Reich grew up in Washington, D.C. His parents are novelist Tova Reich (sister of Rabbi Avi Weiss) and Walter Reich, a professor at George Washington University, who served as the first director of the United States Holocaust Memorial Museum.[3] David Reich started out as a sociology major as an undergraduate at Harvard College, but later turned his attention to physics and medicine. After graduation, he attended University of Oxford, originally with the intent of preparing for medical school.
Reich received a BA in physics from Harvard University and a PhD in zoology from the University of Oxford, St. Catherine’s College[4]. He joined Harvard Medical School in 2003.[3] Reich is currently a geneticist and professor in the department of genetics at Harvard Medical School, and an associate of the Broad Institute, whose research studies comparing human DNA with that of chimpanzees, Neanderthals and Denisovans.
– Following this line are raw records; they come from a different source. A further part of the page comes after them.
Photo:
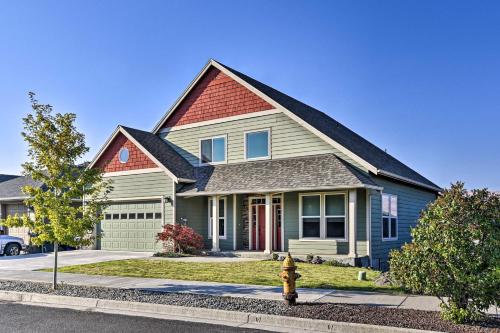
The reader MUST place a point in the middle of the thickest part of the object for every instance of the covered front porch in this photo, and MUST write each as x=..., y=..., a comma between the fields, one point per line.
x=315, y=205
x=331, y=223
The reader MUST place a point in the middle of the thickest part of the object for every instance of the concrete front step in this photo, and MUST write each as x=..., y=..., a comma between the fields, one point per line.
x=242, y=254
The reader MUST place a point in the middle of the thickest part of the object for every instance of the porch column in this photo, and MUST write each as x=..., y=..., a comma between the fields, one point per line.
x=353, y=253
x=215, y=223
x=269, y=224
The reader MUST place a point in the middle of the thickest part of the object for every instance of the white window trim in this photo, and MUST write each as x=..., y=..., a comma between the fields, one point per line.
x=322, y=217
x=389, y=239
x=268, y=130
x=210, y=221
x=212, y=138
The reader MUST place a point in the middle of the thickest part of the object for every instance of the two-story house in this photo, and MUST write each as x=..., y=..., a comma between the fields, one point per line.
x=250, y=168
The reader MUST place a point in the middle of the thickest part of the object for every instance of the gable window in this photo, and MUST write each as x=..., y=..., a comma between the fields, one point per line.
x=123, y=155
x=222, y=218
x=389, y=217
x=213, y=150
x=257, y=145
x=335, y=216
x=323, y=216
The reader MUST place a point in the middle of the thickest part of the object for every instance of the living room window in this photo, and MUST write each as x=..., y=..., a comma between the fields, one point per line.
x=213, y=150
x=222, y=218
x=323, y=216
x=335, y=216
x=389, y=217
x=257, y=145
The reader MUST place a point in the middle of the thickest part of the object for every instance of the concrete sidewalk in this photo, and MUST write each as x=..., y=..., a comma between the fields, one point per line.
x=234, y=290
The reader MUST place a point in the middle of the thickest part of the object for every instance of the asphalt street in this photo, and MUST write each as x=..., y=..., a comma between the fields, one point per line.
x=24, y=318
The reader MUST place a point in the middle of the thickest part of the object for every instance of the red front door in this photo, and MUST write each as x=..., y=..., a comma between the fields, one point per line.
x=262, y=227
x=277, y=228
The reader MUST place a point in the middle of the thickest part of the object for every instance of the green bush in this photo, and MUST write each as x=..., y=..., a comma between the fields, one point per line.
x=309, y=258
x=455, y=254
Reich’s genetics research focuses primarily on finding complex genetic patterns that cause susceptibility to common diseases among large populations, rather than finding specific genetic flaws associated with relatively rare illnesses.
But now the brilliant Harvard geneticist David Reich has published a bombshell scientific book, Who We Are and How We Got Here: Ancient DNA and the New Science of the Human Past, whose revelations would have been found congenial by a smarter version of Buchanan (such as Fitzgerald himself).
Despite Reich’s occasional need to stop his otherwise lucid narrative to spew irrational rage against his fellow race-science heretics such as James D. Watson, the genome expert conclusively demolishes the post-Boasian anthropologists’ conventional wisdom.
For poorly explained reasons, Reich feels it satisfying to occasionally vilify some of his own admirers, such as Watson, New York Times genetics reporter Nicholas Wade, the late genetic anthropologist Henry Harpending, reporter Jason Hardy, physicist Gregory Cochran, and economic historian Gregory Clark. In the funniest line in the book, Reich exclaims: “Writing now, I shudder to think of Watson, or of Wade, or their forebears, behind my shoulder.”
Evidently, Reich has…issues. But a close reader of his book can enjoy his prodigious research without taking terribly seriously Reich’s prejudices.